Company Blog: Empowering Financial Industry with Rapids Data Platform

Information digitalization is reshaping the financial world. As the financial markets are moving faster than ever before, technological innovation represented by big data, cloud computing, block chain, and artificial intelligence is becoming the new momentum of the information revolution and provides a new driving force for financial industry transformation. Legacy data architectures can no longer effectively meet the new requirements of financial activities such as risk analysis and management, fraud detection, portfolio management, future market demand prediction and so forth. In the era of big data, financial companies need to leverage the power of new technologies to gain valuable insights from data so that they can develop cost effective and scalable business solutions quickly to achieve competitive advantages.

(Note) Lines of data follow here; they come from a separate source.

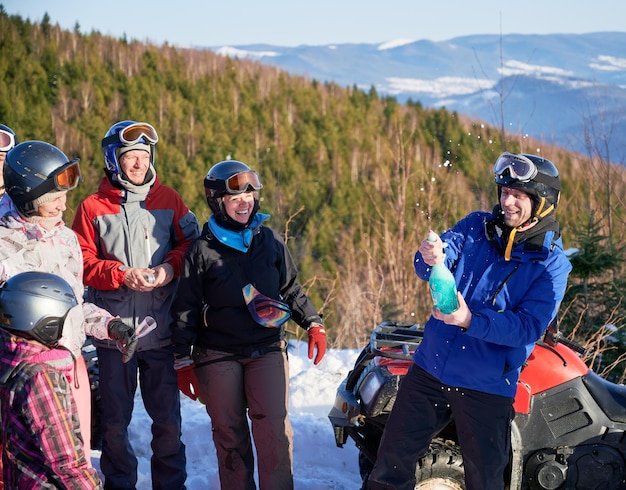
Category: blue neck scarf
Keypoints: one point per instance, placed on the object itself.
(240, 239)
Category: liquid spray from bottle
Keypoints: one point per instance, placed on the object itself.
(442, 284)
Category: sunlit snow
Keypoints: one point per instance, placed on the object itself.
(318, 463)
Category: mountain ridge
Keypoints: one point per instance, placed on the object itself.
(564, 89)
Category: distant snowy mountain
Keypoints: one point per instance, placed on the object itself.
(566, 89)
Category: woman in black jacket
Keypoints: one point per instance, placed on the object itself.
(237, 289)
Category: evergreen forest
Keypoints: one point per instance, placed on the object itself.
(353, 180)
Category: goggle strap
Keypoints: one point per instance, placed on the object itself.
(509, 245)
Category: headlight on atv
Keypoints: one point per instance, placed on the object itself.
(370, 387)
(377, 391)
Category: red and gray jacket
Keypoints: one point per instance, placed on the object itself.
(118, 229)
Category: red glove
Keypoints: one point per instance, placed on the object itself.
(187, 381)
(317, 338)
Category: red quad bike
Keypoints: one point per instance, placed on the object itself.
(569, 430)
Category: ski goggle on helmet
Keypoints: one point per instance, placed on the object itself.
(519, 167)
(242, 181)
(7, 140)
(132, 134)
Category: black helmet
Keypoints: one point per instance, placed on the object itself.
(534, 175)
(35, 168)
(7, 138)
(35, 305)
(230, 177)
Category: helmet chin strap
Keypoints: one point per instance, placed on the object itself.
(541, 212)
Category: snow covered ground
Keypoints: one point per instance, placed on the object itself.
(318, 463)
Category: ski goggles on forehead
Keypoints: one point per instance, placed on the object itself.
(68, 177)
(136, 132)
(264, 310)
(519, 167)
(7, 140)
(240, 182)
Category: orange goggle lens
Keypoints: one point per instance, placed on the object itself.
(68, 177)
(264, 310)
(240, 182)
(7, 140)
(136, 132)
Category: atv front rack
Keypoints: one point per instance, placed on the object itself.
(396, 340)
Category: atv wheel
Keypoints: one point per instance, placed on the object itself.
(440, 468)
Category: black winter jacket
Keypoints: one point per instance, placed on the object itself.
(212, 278)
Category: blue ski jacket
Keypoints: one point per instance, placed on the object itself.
(512, 303)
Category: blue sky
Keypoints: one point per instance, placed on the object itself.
(321, 22)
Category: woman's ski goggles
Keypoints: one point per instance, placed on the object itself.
(266, 311)
(67, 177)
(240, 182)
(7, 140)
(519, 167)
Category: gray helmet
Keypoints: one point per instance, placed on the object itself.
(535, 175)
(230, 177)
(35, 305)
(34, 168)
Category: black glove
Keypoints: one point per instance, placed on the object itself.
(125, 337)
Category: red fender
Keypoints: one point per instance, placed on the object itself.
(546, 368)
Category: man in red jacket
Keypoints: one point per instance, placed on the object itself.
(134, 232)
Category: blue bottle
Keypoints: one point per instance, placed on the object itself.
(442, 284)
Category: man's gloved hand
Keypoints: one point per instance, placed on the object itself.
(125, 337)
(187, 381)
(317, 338)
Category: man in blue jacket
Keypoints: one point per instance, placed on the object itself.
(511, 273)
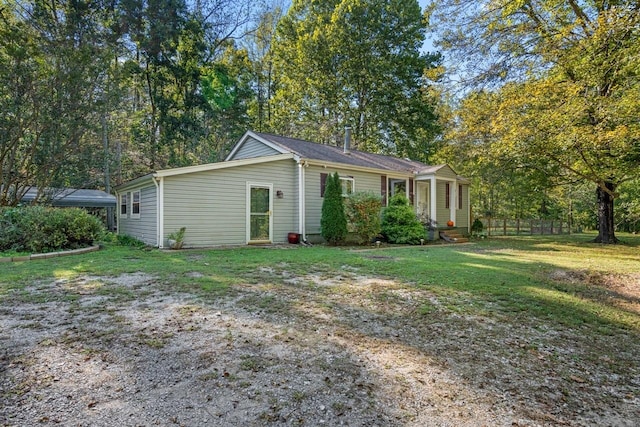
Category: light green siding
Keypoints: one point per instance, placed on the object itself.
(462, 213)
(363, 181)
(443, 214)
(145, 227)
(212, 204)
(253, 148)
(446, 172)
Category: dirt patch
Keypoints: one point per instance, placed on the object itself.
(622, 290)
(295, 350)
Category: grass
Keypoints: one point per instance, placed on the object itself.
(499, 277)
(555, 311)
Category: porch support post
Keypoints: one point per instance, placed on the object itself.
(432, 199)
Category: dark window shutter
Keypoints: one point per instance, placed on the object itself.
(411, 191)
(323, 183)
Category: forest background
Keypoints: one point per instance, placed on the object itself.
(534, 101)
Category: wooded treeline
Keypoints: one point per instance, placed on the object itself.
(540, 111)
(131, 86)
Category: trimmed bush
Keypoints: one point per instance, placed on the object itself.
(363, 213)
(333, 222)
(400, 223)
(38, 229)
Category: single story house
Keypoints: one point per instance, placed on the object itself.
(74, 197)
(270, 186)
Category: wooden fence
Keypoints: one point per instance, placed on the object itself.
(516, 227)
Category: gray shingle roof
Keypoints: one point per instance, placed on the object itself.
(314, 151)
(72, 197)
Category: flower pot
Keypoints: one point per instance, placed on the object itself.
(294, 238)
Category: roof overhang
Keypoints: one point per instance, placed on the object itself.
(336, 165)
(72, 197)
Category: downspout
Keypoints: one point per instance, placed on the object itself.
(453, 202)
(159, 182)
(468, 187)
(301, 201)
(433, 197)
(117, 211)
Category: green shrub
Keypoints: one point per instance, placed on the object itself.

Current Data Management Challenges for Financial Services

Legacy data architectures cannot handle large data volumes
Data silos created by different departments within an organization reduce information transparency and the traditional ETL (extract, transform, and load) approach used to break the barriers is complex, expensive and slow
Batch processing cannot support real-time decision-making
Responding to customer queries is slow and costly as traditional data management systems add complexity to the data ecosystem, which requires highly skilled data specialists to perform data analysis

Rapids Data Platform (RDP) Solution

A distributed and in-memory computing architecture to support massive dataset exploration while leveraging the low cost of commodity hardware.

RapidsDB is a distributed, MPP (Massively Parallel Processing), shared-nothing memory database. The disk-free IO eliminates the process of loading data from disk to memory for processing, which contributes to the high-performance data analytic capabilities. The distributed architecture allows horizontal expansion from one node to dozens or even hundreds of nodes based on business needs, which leverages low-cost commodity hardware. The MPP character tackles big data by partitioning the data across multiple nodes and guarantees that the computing and storage resources on each node are independent. RapidsDB can support 100 TB of data analysis in real time. The ability to handle high throughput and high concurrency of big data accelerates data processing and multi-dimensional analysis so that a holistic view of information can be obtained. Actionable business insights can be gained in real time to maximize the return on investment.

A federated heterogeneous data integration system to query data in-place without the need for ETL.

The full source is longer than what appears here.